Palaung - Settlements



The Palaungs live in compact villages located on hilltops or ridges between hills. The villages range in size from two to fifty houses, with an average of about ten. Houses cluster along both sides of a main road; in larger villages, there are additional houses flanking these down the slopes. The center of the village contains a market area, a rest house for visitors, a monastery, and a structure to house images of the Buddha. Additional structures include granaries and spirit shrines. Villages were formerly surrounded by protective stockades whose gates were closed at night, and some still have gates on which incantations or Buddhist scriptures are written for the purpose of warding off disease. There are also auxiliary houses in the tea gardens; they are used at plucking time, when most villagers work for extended periods picking and processing tea leaves. Houses are raised on wooden posts that vary from 3 to 12 feet in height, depending on the slope of the ground.
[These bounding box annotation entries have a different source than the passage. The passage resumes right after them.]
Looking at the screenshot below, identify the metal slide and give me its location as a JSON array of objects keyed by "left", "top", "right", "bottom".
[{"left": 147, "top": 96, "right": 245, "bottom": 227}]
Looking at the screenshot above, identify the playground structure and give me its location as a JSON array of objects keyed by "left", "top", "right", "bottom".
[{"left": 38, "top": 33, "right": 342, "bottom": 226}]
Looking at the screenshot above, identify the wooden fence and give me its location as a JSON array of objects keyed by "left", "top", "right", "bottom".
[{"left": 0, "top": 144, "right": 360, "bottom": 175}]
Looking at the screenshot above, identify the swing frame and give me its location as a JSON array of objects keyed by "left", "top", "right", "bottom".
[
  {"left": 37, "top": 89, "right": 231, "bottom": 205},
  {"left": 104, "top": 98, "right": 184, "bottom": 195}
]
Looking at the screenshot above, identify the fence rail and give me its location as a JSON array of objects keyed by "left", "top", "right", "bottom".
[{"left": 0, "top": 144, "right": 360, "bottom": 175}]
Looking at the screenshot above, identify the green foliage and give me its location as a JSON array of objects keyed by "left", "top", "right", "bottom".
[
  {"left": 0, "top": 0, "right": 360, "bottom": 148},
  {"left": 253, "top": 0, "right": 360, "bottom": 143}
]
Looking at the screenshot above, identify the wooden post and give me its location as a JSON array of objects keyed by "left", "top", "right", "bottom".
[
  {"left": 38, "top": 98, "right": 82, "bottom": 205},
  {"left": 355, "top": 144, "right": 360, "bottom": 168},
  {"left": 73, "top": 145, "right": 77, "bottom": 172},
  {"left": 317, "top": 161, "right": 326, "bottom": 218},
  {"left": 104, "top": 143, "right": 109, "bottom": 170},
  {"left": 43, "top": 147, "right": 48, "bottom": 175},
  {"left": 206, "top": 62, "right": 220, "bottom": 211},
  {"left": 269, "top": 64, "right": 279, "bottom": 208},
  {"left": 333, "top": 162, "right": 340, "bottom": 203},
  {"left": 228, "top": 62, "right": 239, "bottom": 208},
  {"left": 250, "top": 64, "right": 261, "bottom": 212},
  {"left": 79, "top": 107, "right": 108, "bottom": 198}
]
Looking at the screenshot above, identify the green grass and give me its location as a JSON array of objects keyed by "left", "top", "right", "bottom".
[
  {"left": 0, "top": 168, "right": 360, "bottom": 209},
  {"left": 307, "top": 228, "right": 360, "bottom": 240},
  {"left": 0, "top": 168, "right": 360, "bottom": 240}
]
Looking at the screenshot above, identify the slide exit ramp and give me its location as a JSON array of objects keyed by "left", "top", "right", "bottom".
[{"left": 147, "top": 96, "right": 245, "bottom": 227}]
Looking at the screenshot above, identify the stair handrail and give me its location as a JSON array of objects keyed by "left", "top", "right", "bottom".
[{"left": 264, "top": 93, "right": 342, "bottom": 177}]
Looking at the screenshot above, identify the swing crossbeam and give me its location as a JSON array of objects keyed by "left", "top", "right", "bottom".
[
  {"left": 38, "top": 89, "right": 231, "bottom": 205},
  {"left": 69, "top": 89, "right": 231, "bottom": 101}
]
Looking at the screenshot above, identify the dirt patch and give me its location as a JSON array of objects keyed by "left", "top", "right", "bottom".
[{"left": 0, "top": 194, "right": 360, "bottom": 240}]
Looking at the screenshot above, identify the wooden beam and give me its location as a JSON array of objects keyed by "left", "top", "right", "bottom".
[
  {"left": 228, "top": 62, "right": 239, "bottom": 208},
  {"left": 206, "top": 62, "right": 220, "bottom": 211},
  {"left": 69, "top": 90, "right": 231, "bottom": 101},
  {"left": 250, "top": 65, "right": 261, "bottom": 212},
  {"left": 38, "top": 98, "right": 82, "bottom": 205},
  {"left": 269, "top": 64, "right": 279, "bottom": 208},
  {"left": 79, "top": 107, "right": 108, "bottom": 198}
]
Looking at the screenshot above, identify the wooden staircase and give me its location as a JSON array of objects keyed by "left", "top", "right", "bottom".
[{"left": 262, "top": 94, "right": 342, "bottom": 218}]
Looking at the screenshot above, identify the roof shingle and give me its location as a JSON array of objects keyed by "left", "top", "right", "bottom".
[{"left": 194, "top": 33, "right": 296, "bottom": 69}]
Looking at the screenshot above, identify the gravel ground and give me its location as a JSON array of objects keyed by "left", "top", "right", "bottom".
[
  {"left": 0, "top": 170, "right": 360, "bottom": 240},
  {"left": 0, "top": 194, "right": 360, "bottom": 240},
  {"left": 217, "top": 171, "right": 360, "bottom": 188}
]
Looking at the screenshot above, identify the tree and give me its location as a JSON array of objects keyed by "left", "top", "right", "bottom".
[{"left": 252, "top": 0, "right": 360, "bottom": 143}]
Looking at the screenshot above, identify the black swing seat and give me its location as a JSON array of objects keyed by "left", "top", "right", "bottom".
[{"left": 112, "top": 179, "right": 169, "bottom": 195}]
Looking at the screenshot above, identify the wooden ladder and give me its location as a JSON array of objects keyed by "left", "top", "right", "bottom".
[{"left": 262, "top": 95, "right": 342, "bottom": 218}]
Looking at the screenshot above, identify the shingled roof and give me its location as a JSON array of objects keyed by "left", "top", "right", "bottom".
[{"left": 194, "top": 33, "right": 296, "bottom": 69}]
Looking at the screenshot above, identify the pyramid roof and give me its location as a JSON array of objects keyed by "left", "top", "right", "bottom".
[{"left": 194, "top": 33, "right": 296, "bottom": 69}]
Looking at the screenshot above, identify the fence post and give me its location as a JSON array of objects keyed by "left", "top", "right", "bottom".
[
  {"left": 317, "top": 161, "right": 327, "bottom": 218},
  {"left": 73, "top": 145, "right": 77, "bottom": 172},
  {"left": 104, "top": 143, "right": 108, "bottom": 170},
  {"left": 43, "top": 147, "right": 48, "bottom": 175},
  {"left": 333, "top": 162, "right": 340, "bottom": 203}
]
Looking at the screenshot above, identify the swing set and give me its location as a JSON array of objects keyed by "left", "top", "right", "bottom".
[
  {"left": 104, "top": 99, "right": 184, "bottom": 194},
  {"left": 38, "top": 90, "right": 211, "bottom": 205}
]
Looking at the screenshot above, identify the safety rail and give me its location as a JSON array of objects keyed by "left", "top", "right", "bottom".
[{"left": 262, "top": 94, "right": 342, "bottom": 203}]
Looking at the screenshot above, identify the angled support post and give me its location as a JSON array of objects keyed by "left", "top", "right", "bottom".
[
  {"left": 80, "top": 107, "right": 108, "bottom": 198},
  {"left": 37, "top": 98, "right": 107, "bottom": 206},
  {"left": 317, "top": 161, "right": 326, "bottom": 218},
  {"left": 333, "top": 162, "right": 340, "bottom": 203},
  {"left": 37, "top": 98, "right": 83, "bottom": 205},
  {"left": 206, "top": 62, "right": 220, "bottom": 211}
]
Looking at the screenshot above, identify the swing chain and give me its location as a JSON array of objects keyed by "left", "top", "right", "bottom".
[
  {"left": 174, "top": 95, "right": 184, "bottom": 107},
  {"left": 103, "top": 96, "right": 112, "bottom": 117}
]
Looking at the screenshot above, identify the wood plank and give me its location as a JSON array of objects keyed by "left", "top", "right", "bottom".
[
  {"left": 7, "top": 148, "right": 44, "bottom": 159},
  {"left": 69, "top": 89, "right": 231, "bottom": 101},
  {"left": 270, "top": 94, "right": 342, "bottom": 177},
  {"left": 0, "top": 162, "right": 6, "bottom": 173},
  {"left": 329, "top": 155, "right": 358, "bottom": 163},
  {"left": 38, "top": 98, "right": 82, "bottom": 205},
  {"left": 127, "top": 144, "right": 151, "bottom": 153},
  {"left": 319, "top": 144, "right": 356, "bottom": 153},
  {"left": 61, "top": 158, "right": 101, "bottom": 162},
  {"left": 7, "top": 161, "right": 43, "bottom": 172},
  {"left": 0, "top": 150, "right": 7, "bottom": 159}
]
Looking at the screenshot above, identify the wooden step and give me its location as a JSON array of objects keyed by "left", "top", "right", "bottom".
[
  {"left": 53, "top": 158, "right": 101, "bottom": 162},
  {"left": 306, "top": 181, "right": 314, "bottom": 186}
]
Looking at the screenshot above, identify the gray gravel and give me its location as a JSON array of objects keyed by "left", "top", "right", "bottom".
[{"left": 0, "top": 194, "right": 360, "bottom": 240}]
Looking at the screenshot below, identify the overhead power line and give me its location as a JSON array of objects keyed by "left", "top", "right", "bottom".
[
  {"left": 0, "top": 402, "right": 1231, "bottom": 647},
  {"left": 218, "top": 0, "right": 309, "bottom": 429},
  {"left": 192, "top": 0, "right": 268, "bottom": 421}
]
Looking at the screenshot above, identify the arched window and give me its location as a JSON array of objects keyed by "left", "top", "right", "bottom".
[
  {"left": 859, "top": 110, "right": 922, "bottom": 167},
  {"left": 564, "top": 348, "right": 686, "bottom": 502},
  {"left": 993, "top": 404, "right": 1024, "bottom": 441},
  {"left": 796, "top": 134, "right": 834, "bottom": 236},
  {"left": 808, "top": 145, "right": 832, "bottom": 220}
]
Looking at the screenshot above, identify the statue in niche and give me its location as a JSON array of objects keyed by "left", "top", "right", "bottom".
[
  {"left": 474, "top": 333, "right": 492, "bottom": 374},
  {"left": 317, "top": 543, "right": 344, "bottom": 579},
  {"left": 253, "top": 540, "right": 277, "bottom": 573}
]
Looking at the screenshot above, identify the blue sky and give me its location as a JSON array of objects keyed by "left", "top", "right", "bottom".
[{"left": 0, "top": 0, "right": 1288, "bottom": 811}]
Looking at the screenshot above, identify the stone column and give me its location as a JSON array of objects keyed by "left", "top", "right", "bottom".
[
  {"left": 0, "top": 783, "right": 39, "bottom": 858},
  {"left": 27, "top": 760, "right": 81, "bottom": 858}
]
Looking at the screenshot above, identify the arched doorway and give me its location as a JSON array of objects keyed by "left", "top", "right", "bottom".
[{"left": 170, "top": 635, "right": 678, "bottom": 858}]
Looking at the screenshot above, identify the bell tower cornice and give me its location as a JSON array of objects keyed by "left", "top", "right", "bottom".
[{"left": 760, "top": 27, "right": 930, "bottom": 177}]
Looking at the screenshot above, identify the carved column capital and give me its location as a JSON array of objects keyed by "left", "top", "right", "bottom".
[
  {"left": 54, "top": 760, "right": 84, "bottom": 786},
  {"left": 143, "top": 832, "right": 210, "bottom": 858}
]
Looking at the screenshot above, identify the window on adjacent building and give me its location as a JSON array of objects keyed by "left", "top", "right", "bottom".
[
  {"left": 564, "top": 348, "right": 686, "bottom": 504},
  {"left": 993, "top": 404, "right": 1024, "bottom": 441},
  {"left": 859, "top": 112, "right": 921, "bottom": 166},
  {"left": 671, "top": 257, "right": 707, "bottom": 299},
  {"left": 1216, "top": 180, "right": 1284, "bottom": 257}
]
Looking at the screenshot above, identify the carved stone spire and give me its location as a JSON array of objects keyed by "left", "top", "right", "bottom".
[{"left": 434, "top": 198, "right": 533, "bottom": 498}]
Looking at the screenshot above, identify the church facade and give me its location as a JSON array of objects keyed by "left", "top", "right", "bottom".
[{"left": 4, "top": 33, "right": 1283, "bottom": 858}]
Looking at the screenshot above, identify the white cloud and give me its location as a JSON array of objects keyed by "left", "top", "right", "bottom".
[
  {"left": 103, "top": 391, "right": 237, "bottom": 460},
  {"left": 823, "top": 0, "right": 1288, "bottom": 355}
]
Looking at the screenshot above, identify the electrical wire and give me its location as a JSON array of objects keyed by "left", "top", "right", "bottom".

The frames, floors, external walls, and internal partitions are usually of bamboo, although those who can afford it may have wooden-plank walls. The roofs, which extend to within a few feet of the ground, are of grass thatch. Beneath the house is a fenced area for keeping livestock and doing household tasks such as rice pounding. Houses vary in length from 9 to 24 meters, depending on the number of families in a dwelling. In Palaung villages just south of the Chinese border, as many as three to six families may occupy a single dwelling. In the central Palaung area in Taungpeng, one or at the most two families per house is normal. In single-family houses, verandas at each end are used for entrances and for kitchen tasks. In two-family houses in the central Palaung area, each veranda opens into a separate entrance room for each family. Additional smaller rooms are used for sleeping and storage. Entrance and sleeping rooms have fireplaces but are otherwise largely bare of furnishings.